S. M. Parker1, A. Halima2, E. E. Obi2, C. Billena2, Z. Al-Hilli3, S. Cherian2, R. D. Tendulkar2, and C. S. Shah2; 1Department of Radiation Oncology, Cleveland Clinic, Cleveland, OH, 2Department of Radiation Oncology, Cleveland Clinic Foundation, Cleveland, OH, 3Breast Center, Integrated Surgical Institute, Cleveland Clinic, Cleveland, OH
Purpose/Objective(s): Partial breast irradiation (PBI) delivered with intensity modulated radiation therapy (IMRT) over 5 fractions every other day (QOD) represents an attractive and convenient method of delivering adjuvant radiation therapy for well selected patients without compromising oncologic or aesthetic outcomes. Condensing this regimen to a week of treatment through daily delivery of PBI may further increase patient convenience.
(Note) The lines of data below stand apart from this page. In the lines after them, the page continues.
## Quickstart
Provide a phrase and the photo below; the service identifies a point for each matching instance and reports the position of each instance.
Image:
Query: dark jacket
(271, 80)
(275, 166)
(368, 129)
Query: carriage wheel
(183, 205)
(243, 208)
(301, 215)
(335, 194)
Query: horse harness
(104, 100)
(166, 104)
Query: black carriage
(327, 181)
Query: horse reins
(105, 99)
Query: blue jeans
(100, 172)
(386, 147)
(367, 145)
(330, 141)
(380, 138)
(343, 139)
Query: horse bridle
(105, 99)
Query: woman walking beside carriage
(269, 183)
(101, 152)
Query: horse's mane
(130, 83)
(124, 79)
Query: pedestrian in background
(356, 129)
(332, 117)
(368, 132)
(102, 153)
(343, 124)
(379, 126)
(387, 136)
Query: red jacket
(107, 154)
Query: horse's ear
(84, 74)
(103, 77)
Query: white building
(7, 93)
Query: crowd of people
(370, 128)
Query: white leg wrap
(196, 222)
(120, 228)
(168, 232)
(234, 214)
In this investigation we report our institutional experience of daily versus QOD 5 fraction PBI. Materials/
Methods: We retrospectively reviewed 507 patients from an institutional registry undergoing PBI for DCIS or early-stage breast cancer (T1-2N0/x) from 2015 to 2022. All patients received 30 Gy in 5 fractions delivered with IMRT. Both acute (toxicity within 90 days of treatment) and late toxicity were recorded. Toxicity evaluated included fatigue, dermatitis, telangiectasia, hyperpigmentation, fibrosis/induration, and lymphedema. Univariate analysis was performed using Mann-Whitney U-tests and chi-squared tests. Kaplan-Meier analysis was used to compare local control. Results: Of the 507 patients, 351 were treated with QOD and 156 were treated daily. Median follow up was longer in the QOD group (2.4 vs 1.9 years). Stage was well balanced: Tis (10% QOD, 9% daily), T1 (86% QOD, 89% daily), and T2 (3% QOD, 4% daily). Most patients were ER positive (98% QOD, 99% daily) and underwent adjuvant endocrine therapy (85% QOD, 86% daily). Patients were well balanced between both groups with no significant differences in median age (67 QOD vs 67 daily), baseline comorbidities (diabetes, CAD, obesity, asthma, hypertension, hyperlipidemia), and smoking status. Rates of grade 1 (39% QOD vs 33% daily) and grade 2 (0% QOD vs 1% daily) acute dermatitis were not different between groups (p=0.06). Rates of grade 1 (18% QOD vs 24% daily) and grade 2 (1% QOD vs 1% daily) acute fatigue were similar as well (p=0.09). Late hyperpigmentation (14% QOD vs 14% daily, p=0.97), telangiectasia (1% QOD vs 1% daily, p=0.92), mild fibrosis/induration (13% QOD vs 13% daily, p=0.91), lymphedema (0% QOD vs. 1% daily, p=0.31), and unspecified mild radiation changes (5% QOD vs 5% daily, p=0.89) were not significantly different. Late toxicity rarely required additional surgical intervention for painful fibrosis or contracture (1% QOD vs 1% daily, p=0.92). Local control at 2 years was similar between groups (99.6% QOD vs 100% daily, p=0.51). Conclusion: Overall, 5 fraction partial breast irradiation delivered daily appears to be well tolerated with similar acute and late toxicity to every other day fractionation.